As in other diseases, brief “routine” visits are unwanted; they benefit neither patient nor doctor and have little to recommend them.25 However, experience suggests that regular follow up is likely to be better than relying on the patient to present when new problems emerge. The question of who should provide that follow up merits further study.
One of the reasons for continued hospital or hospice based follow up is that there is now a much wider variety of techniques which may produce substantial symptom relief late in the disease. These include endobronchial treatments such as stenting, brachytherapy, cryotherapy, early and competently undertaken pleurodesis and, of particular importance, the need to provide expert pain control in cases where cancer pain is not easily relieved by standard analgesics.

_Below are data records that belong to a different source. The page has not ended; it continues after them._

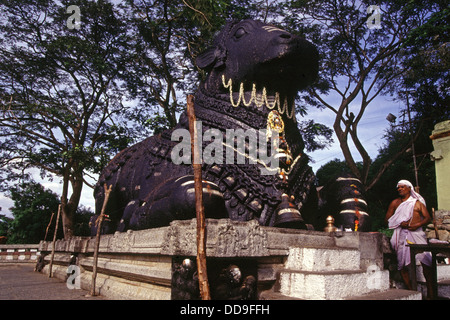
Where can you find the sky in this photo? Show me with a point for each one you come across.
(371, 131)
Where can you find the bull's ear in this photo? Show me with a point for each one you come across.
(213, 57)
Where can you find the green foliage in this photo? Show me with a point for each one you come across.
(32, 210)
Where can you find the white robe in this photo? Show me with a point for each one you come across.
(404, 212)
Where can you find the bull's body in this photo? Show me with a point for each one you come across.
(250, 62)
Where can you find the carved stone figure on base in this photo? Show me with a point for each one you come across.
(254, 73)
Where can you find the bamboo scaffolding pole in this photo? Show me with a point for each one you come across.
(99, 223)
(50, 268)
(199, 209)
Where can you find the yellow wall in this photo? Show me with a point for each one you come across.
(441, 157)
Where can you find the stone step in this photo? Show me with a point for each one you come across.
(443, 288)
(391, 294)
(323, 259)
(332, 285)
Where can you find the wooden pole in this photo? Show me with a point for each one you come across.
(99, 223)
(199, 209)
(50, 272)
(434, 224)
(46, 230)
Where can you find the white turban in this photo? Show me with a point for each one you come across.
(414, 194)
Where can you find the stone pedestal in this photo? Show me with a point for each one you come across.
(301, 263)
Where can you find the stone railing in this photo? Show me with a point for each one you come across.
(140, 264)
(18, 253)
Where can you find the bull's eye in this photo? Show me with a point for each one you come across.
(240, 33)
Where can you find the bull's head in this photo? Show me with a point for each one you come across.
(262, 67)
(254, 53)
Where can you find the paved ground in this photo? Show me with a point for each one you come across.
(20, 282)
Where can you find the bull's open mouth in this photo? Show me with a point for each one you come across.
(260, 98)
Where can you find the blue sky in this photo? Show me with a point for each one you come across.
(371, 130)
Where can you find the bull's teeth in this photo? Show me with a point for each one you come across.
(258, 98)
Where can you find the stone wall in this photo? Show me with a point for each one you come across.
(441, 156)
(15, 253)
(443, 226)
(138, 264)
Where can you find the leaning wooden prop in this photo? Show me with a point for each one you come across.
(247, 102)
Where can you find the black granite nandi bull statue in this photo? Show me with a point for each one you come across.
(254, 73)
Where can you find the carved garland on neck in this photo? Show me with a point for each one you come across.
(259, 101)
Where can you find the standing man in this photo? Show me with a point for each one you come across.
(407, 215)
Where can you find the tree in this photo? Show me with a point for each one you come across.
(358, 63)
(32, 210)
(59, 91)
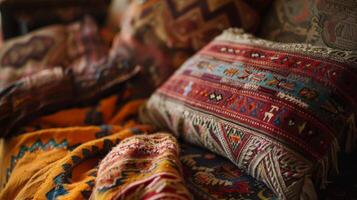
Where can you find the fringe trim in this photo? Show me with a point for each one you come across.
(308, 190)
(351, 138)
(238, 35)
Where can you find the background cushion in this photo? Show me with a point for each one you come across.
(319, 22)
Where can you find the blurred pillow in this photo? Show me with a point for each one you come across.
(163, 34)
(266, 106)
(319, 22)
(53, 46)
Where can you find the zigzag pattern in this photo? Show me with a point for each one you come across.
(228, 9)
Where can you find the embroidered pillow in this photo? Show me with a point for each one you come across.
(53, 46)
(278, 111)
(329, 23)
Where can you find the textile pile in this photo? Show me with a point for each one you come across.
(198, 99)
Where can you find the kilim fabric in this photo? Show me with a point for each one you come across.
(142, 167)
(58, 156)
(266, 106)
(53, 89)
(210, 176)
(329, 23)
(54, 46)
(163, 34)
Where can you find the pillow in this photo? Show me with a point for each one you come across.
(57, 88)
(163, 34)
(329, 23)
(278, 111)
(209, 176)
(53, 46)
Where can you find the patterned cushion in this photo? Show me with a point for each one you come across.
(209, 176)
(329, 23)
(163, 34)
(266, 106)
(142, 167)
(53, 46)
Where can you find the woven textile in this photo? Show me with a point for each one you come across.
(266, 106)
(329, 23)
(165, 33)
(58, 155)
(210, 176)
(54, 46)
(142, 167)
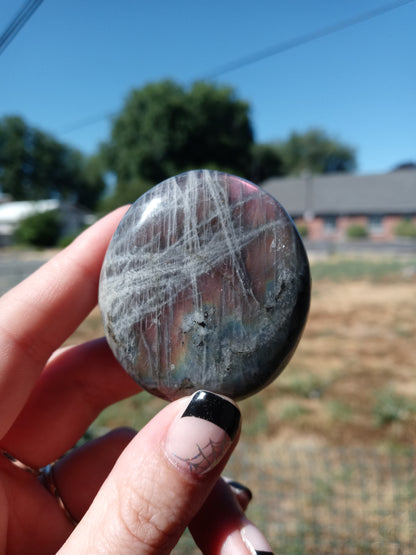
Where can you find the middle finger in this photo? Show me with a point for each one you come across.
(74, 388)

If follow up is left within primary care (as patients may request), general practitioners need to be informed about these treatment opportunities and be able to arrange further referrals easily and expeditiously.
Trials
In many societies there is a natural antipathy towards the concept that patients with life threatening diseases should be subjected to randomisation to different treatment strategies. However, as in other branches of medicine there is little possibility of substantial progress without such research. Although the rationale of a research project may be clear to research workers and, at least transiently, to patients, this information is often not transmitted to the primary care team.

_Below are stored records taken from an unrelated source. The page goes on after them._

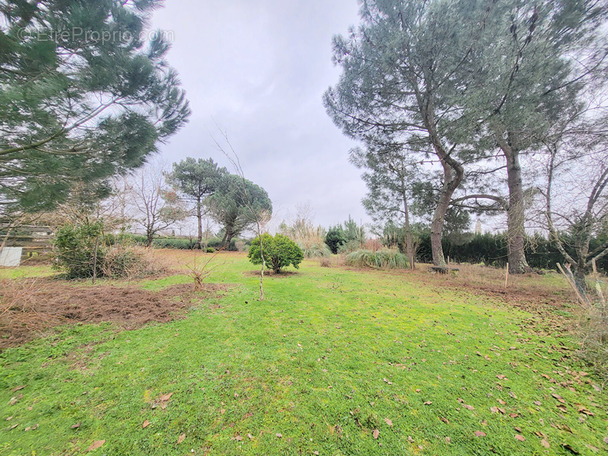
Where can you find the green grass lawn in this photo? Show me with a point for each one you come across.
(333, 362)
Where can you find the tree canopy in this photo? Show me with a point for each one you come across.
(83, 96)
(237, 205)
(196, 180)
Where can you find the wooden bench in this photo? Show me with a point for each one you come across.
(443, 270)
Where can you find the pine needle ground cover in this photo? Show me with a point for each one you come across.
(333, 362)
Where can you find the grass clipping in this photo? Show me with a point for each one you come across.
(381, 259)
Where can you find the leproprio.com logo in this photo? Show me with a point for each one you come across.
(78, 34)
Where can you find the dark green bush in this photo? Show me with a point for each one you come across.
(335, 238)
(279, 252)
(74, 250)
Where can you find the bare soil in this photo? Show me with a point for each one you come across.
(31, 308)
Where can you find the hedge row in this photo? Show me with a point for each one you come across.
(176, 243)
(491, 250)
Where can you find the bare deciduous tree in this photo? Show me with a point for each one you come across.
(156, 205)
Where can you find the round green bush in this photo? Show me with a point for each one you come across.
(279, 252)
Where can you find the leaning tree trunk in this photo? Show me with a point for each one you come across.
(453, 173)
(199, 217)
(516, 230)
(452, 179)
(409, 243)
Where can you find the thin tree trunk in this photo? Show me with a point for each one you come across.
(452, 178)
(453, 173)
(516, 230)
(409, 243)
(199, 217)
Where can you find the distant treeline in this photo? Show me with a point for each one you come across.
(175, 242)
(491, 250)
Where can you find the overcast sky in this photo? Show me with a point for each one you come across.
(259, 69)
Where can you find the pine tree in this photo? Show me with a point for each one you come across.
(82, 97)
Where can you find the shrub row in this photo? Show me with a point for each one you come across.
(383, 259)
(491, 250)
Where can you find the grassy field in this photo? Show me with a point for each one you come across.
(333, 362)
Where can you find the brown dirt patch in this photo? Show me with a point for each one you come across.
(528, 292)
(30, 308)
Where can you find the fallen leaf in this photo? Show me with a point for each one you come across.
(569, 448)
(165, 397)
(95, 445)
(583, 410)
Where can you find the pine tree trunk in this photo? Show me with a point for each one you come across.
(453, 173)
(409, 243)
(516, 230)
(580, 281)
(199, 217)
(452, 179)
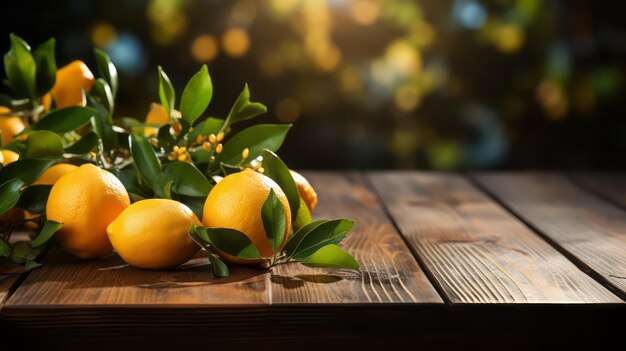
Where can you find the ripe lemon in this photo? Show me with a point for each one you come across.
(306, 191)
(158, 115)
(9, 125)
(153, 234)
(9, 156)
(52, 174)
(86, 201)
(71, 80)
(236, 201)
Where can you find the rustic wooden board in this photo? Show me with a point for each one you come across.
(589, 229)
(474, 249)
(390, 274)
(611, 186)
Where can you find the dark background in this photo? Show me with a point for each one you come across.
(462, 84)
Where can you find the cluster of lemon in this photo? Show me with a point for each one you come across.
(96, 212)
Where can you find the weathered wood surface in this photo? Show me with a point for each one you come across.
(589, 229)
(474, 249)
(390, 274)
(611, 186)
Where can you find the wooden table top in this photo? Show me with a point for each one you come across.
(443, 255)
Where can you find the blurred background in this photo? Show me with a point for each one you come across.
(433, 84)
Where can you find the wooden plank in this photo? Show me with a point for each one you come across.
(390, 274)
(611, 186)
(474, 249)
(590, 230)
(67, 281)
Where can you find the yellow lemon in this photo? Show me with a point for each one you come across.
(236, 202)
(9, 156)
(153, 234)
(70, 82)
(86, 201)
(9, 125)
(305, 190)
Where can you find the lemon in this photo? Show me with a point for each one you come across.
(86, 201)
(153, 234)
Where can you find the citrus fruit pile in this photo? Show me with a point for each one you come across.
(153, 190)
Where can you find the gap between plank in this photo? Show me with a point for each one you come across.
(571, 257)
(422, 264)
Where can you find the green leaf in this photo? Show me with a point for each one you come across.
(84, 145)
(102, 91)
(107, 69)
(167, 190)
(5, 249)
(19, 66)
(255, 138)
(166, 92)
(220, 269)
(9, 194)
(274, 220)
(276, 169)
(47, 231)
(27, 169)
(46, 70)
(146, 161)
(43, 144)
(313, 237)
(66, 119)
(244, 109)
(303, 217)
(197, 95)
(188, 180)
(229, 241)
(34, 198)
(332, 256)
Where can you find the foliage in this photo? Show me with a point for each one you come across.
(181, 159)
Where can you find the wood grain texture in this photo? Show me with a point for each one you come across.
(474, 249)
(591, 230)
(390, 274)
(109, 282)
(611, 186)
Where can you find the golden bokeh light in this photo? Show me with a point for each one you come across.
(235, 42)
(204, 48)
(365, 12)
(103, 34)
(288, 110)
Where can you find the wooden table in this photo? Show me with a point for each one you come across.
(502, 259)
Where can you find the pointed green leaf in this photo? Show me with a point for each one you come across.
(276, 169)
(19, 66)
(47, 231)
(166, 92)
(197, 95)
(331, 256)
(107, 70)
(255, 138)
(9, 194)
(274, 220)
(43, 144)
(66, 119)
(34, 198)
(146, 161)
(46, 66)
(27, 169)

The prognosis of many patients may be substantially altered by the use of chemotherapy. It is particularly important that the reasons for offering what may appear to be quite toxic therapy to patients with a relatively poor prognosis be explained effectively to general practitioners. Often, little effort is made to provide good quality leaflets to a group of doctors who may be very influential in the patient’s decision to join or continue important studies.

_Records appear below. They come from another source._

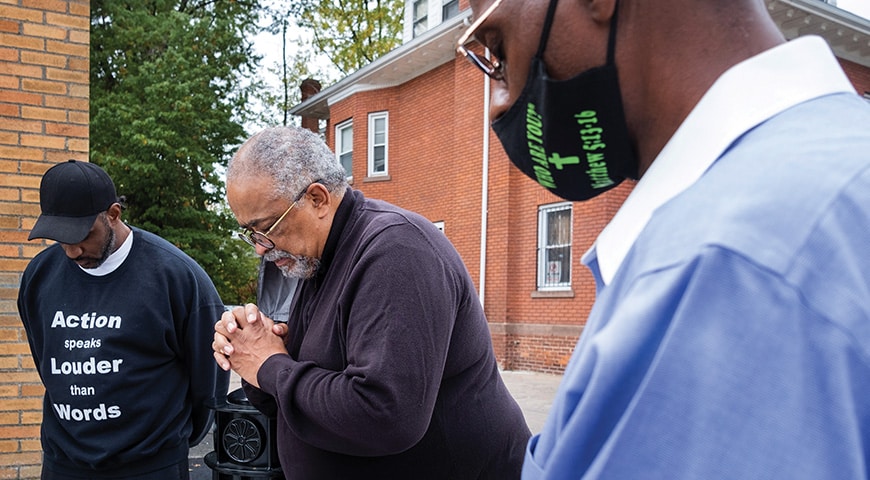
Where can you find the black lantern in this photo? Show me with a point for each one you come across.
(245, 442)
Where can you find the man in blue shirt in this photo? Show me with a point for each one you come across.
(730, 337)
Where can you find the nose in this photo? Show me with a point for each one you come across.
(72, 251)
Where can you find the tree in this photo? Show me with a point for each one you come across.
(352, 33)
(169, 97)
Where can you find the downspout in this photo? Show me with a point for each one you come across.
(484, 194)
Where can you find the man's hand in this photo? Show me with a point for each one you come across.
(244, 338)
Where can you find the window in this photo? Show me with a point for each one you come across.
(554, 246)
(420, 16)
(377, 144)
(344, 146)
(449, 8)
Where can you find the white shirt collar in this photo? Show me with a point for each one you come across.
(115, 259)
(744, 96)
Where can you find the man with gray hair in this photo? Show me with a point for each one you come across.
(385, 368)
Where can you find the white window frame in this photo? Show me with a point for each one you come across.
(341, 148)
(548, 270)
(373, 118)
(446, 6)
(419, 25)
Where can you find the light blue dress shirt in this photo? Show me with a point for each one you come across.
(730, 338)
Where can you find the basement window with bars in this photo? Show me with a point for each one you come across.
(344, 146)
(378, 161)
(555, 231)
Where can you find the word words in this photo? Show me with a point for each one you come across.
(66, 412)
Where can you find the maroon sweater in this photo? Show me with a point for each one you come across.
(391, 372)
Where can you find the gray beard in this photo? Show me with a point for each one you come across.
(302, 267)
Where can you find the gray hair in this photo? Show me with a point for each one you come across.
(294, 157)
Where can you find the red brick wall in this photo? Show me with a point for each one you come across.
(43, 120)
(859, 75)
(436, 132)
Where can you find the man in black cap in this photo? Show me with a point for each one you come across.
(120, 327)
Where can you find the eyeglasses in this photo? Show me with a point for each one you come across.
(253, 237)
(492, 68)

The patient’s point of view
There have been few studies of the attitudes of patients towards their lung cancer care. The Macmillan organisation recently reported disturbingly high levels of dissatisfaction within both primary and secondary care.15 Redressing these concerns will not be easy. In secondary care there may be a system which is at least reasonably uniform and organised, even if imperfect. Primary care, by its nature, is more fragmented and there are opportunities for general practitioners to discuss these issues. Such problems, although clearly not unique to lung cancer, need to be considered as part of the organisational reforms now being undertaken as part of the Calman initiative.26 We suspect that similar difficulties exist at the primary care/secondary care interface in other countries.
The way forward
Translating the aspirations of those who formulate guidelines into better bedside care which is available to patients will not be easy. Meetings between local colleagues is a traditional and not wholly effective strategy. More creative initiatives are needed, based upon data derived from research targeted at the issues raised in this paper. Grant awarding bodies have a responsibility to support, not only studies into basic mechanisms and therapies, but also research into the best ways of delivering high quality care to patients irrespective of where they are treated.
The following questions therefore could be considered:
Can we identify symptom patterns which would alert patients to present earlier to their general practitioners and their general practitioners to refer earlier for a radiograph?
Could a palliative care education programme for community nurses improve the quality of life for patients with lung cancer?
Can we develop and evaluate a mutually acceptable method of same day telephone communication between hospital and primary care?